« Hold-up à Bruxelles. Les lobbies au coeur de l’Europe »
Député européen et Vice-président de la Commission Parlementaire Agriculture et Commerce International depuis juillet 2009, José Bové vient de boucler son douzième essai : « Hold-up à Bruxelles » publié par La Découverte. Depuis les coulisses du Parlement Européen, le paysan syndicaliste nous livre un témoignage poignant : il met en lumières les forces lobbyistes qui s’exercent dans le berceau même des décisions politiques de l’Europe. A travers 250 pages, José Bové revient sur sa bataille pour l’indépendance des agences de contrôle infiltrées par de puissantes multinationales.

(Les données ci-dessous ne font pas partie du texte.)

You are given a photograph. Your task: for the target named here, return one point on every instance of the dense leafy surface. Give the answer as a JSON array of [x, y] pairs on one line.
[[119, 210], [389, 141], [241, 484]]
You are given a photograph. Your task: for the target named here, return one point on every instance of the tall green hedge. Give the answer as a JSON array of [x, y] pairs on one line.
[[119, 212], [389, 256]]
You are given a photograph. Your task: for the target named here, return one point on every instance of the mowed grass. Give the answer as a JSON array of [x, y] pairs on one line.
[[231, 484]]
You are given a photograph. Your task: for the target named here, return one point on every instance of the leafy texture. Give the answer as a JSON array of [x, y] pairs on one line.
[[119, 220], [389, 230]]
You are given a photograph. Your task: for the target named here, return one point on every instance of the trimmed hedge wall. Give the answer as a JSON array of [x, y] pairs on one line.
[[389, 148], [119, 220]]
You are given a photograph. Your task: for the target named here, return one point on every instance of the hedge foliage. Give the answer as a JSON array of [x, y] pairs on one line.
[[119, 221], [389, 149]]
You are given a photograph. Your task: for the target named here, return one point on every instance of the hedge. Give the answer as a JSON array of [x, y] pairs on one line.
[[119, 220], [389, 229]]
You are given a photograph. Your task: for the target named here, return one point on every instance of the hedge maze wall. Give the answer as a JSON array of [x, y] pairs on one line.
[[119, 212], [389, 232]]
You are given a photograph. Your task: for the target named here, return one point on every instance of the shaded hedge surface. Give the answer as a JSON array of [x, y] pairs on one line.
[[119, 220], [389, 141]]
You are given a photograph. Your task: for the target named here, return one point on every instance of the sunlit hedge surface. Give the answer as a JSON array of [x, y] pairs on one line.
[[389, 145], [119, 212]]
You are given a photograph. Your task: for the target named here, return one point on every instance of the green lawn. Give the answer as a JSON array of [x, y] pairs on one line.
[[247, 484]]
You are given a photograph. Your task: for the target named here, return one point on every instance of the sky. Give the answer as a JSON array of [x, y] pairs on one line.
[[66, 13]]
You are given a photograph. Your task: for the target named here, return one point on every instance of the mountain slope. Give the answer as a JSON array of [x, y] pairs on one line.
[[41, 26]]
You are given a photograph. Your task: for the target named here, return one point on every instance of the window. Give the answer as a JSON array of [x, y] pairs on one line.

Il dénonce ainsi la fâcheuse tendance à breveter toute nouvelle avancée de la connaissance scientifique sous couvert de « l’économie de la connaissance ». Alors que 80 % des européens refusent de consommer des OGM…
Échec et mat
Accuser à tort pour prendre du retard dans l’avancée d’un texte afin de mieux préparer un dossier ou une offensive politique? Ce serait une stratégie courante, dans les bureaux du Parlement. Stratégie dictée par certaines multinationales, celle du tabac, par exemple. On apprend ainsi comment José Bové et son équipe ont mené leur propre enquête afin d’éclaircir l’étrange démission de John Dalli, commissaire européen chargé de la santé et de la politique des consommateurs. Les mois passent, le parlementaire a du pain sur la planche : réformer la PAC « la plus ancienne et la plus importante politique de la Communauté économique européenne (CEE) devenue l’Union européenne », alors que 20% des aides sont captées par 80% des exploitations. Il nous livre son long combat pour défendre les petits paysans de l’accaparement des terres et des richesses produites, par des firmes agroalimentaires et agrochimiques. Enquêteur au-delà de son champ d’action ? Certainement. Et il l’assume : « c’est l’institution européenne qui est attaquée et j’en suis un garant dans ma circonscription. Plus loin, il estime : sans les parlementaires mobilisés au jour le jour, la démocratie est grignotée ».. Il dénonce également les accords de libre-échange entre l’Europe et les États-Unis en pointant un affaiblissement de la démocratie européenne sur ce dossier brûlant… En plus d’agir dans la transparence, José Bové s’adonne à un travail d’analyse des causes aux effets. Conscient qu’il a affaire à « une armée d’un nouveau genre », formée d’experts des chiffres, des statistiques et des équations au service d’une « économie du bien-être », il se penche sur la carrière de chacun, pour en déduire une logique de pensée, « parce qu’elle oriente et formate les politiques publiques ».
Un Iceberg à Bruxelles ?
Ce livre est passionnant. Non seulement parce qu’il s’agit d’un témoignage au cœur d’une institution qui dessine notre paysage politique, mais aussi parce qu’on y retrouve un homme engagé dans la mission qui lui est confiée, dans un souci permanent de transparence et de démocratie. Cet ouvrage relate une vérité et décrit des concepts que l’on croirait tous droits sortis d’un thriller politico-économique avec des thermes comme revolving doors, équivalence en substance, en passant par la règle de Chatham House et l’économie du bien-être… Et finalement, on découvre un parlement européen aux allures d’iceberg, dont la plus grande partie immergée est secrète… Cela fait froid dans le dos, lorsqu’on réalise que cette institution est censée œuvrer pour la démocratie, la santé, la justice. Heureusement que José Bové, a fait son Hold-Up à Bruxelles. A défaut d’être mieux dirigés, nous sommes au moins plus informés.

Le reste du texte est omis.